We are excited to announce the launch of Flink SQL on StreamNative Cloud. Flink SQL on StreamNative Cloud (aka “Flink SQL”) provides an intuitive and interactive SQL interface that reduces the complexity of building real-time data queries on Apache Pulsar. StreamNative is Cloud Partners with Ververica, the original developers of and the company behind Apache Flink. This partnership has enabled a close collaboration and integration and has helped us to create a powerful, turnkey platform for real time data insights.
Why Apache Flink and Flink SQL?
Apache Flink is a distributed, stream data processing engine that provides high throughput, low latency data processing, powerful abstractions and operational flexibility. With Apache Flink, users can easily develop and deploy event-driven applications, data analytics jobs, and data pipelines to handle real-time and historical data in complex distributed systems. Because of its powerful functionality and mature community, Apache Flink is widely adopted globally by some of the largest and most successful data-driven enterprises, including Alibaba, Netflix, and Uber.
Flink SQL provides relational abstractions of events stored in Apache Pulsar. It supports SQL standards for unified stream and batch processing. With Flink SQL, users can write SQL queries and access key insights from their real-time data, without having to write a line of Java or Python.
With a powerful execution engine and simple abstraction layer, Apache Flink and Flink SQL provide a distributed, real-time data processing solution with low development and maintenance costs. With Pulsar and Flink, StreamNative offers both stream storage and stream compute for a complete streaming solution.

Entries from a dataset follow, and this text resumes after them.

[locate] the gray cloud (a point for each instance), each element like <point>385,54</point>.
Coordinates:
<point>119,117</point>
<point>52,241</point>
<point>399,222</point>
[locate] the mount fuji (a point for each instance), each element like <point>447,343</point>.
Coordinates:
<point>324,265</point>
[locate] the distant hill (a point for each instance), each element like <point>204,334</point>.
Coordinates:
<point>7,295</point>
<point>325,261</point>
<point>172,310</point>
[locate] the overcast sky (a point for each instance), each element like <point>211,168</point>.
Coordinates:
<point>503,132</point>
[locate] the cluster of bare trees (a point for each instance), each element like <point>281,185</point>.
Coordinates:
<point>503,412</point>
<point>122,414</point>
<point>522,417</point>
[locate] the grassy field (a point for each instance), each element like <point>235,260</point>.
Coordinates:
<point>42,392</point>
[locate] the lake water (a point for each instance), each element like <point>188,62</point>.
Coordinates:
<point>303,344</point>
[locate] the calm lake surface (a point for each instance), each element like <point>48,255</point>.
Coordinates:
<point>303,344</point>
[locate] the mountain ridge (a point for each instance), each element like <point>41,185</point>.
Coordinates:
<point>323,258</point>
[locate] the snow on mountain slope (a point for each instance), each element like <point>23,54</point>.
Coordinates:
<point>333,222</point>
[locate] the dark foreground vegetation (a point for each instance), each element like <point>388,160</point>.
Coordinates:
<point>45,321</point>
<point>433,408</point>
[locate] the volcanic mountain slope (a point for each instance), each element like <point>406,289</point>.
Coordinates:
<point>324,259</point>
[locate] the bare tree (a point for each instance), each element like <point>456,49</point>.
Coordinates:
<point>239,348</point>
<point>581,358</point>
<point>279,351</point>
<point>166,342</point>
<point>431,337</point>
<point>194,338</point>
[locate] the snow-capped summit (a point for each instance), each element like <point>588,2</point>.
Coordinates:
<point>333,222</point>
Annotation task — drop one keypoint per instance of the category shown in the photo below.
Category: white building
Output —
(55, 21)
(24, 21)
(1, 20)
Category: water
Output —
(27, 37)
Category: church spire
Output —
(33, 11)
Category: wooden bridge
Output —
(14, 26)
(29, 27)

Flink + Pulsar: A cloud-native streaming platform for infinite data streams
The need for real-time data insights has never been more critical. But data insights aren’t limited to real-time data. Companies also need to integrate and understand large amounts of historical data in order to gain a complete picture of their business. This requires the ability to capture, store and compute both real-time and historical data.
Pulsar’s tiered storage model provides the storage capabilities required for both batch and stream processing, enabling StreamNative Cloud to offer unified storage. Integrating Apache Flink and Flink SQL enables us to offer unified batch and stream processing, and Flink SQL simplifies the execution.
In a streaming-first world, the core abstraction of data is the infinite stream. The tables are derived from the stream and updated continuously as new data arrives in the stream. Apache Pulsar is the storage for infinite streams and Apache Flink is the engine that creates the materialized views in the form of streaming tables. You can then run streaming queries to perform continuous transformations, or run batch queries against streaming tables to get the latest value for every key in the stream in real time.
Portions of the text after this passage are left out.